G.P..: Der französische Ökonom Alain Cotta hat in einem aktuellen Buch (Sortir de l'Euro ou mourir à petit feu, Plon, 2011) die Euro-Einrichtung sehr gut erläutert. Der Euro ist so uneuropäisch wie nur irgend möglich: er ist offenbar die Idee angloamerikanischer Interessen. Wie immer geht es darum, Europa finanziell einzuschränken, um es politisch unfähig zu machen, aus eigener Kraft zu schlagen und sich schließlich wieder als Hauptkonkurrent zu behaupten.

Die Idee des Euro ist wie folgt: Zuerst die Führung an Deutschland als Hauptpartner / Banker / Komplize des Plans, Hauptwirtschaftskraft der Union und Hauptexporteur vergeben; dann alle anderen schwächeren Akteure (PIGs, Spanien, Italien), die praktisch nichts produzieren, verschulden sich gegenüber Deutschland und angloamerikanischen Banken, die ihrerseits mit der Rendite dieser Euro-Anleihen (der Schuldenspirale) gutes Geld verdienen. Gleichzeitig wird jede Art von Produktions- und Handwerkspotenzial der kleinen europäischen Partner durch die Flut chinesischer Importe (China: der andere wichtige Komplize in diesem Dreiecksverhältnis Europas), die ihrerseits von Arbeitern hergestellt werden, die für Löhne arbeiten, die weniger als ein Zehntel des Westens ausmachen, systematisch zerstört und unfähig gemacht.
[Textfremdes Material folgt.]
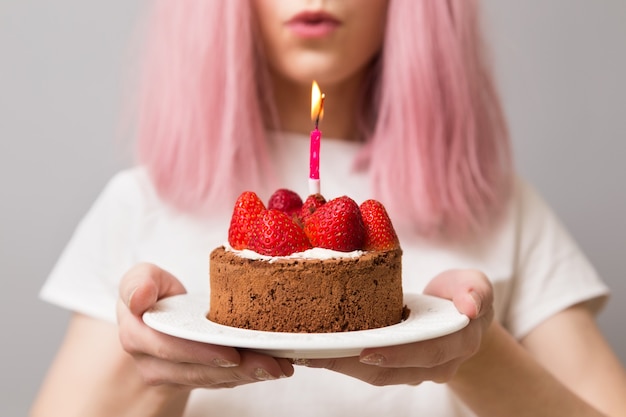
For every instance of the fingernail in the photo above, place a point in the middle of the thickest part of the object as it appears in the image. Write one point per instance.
(478, 302)
(373, 359)
(262, 375)
(301, 362)
(223, 363)
(130, 297)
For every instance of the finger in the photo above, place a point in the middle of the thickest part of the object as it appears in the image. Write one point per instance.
(470, 291)
(138, 339)
(145, 284)
(381, 376)
(253, 368)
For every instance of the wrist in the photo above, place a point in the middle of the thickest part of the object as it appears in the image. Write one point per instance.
(473, 367)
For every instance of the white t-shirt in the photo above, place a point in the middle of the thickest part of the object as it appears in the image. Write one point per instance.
(536, 268)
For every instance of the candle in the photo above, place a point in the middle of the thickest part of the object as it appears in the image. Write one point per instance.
(317, 114)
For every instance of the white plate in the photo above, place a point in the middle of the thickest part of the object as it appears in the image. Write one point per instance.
(184, 316)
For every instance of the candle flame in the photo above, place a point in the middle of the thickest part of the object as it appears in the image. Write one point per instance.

So ist Europa, teils durch das strategische Geschick Angloamerikas und teils durch seine eigene verzweifelte Unfruchtbarkeit, immer wieder gefesselt, verstopft, anämisch, moribund. Dass Griechenland die erste Verbindung zu Snap gewesen wäre, war weit und breit bekannt, seit diese düstere Show vor zehn Jahren ins Leben gerufen wurde. Lustig zu sehen, wie The Economist seit etwa einem Jahr hysterisch über die Euro-Krise schreit und in apokalyptischen Pinselstrichen die Aussichten auf einen möglichen Zusammenbruch darstellt: lustig und aufschlussreich, wenn britische Interessen so laut jammern, dass sie, die nicht einmal Mitglieder des Euro (!) sind. Eh bien, justement.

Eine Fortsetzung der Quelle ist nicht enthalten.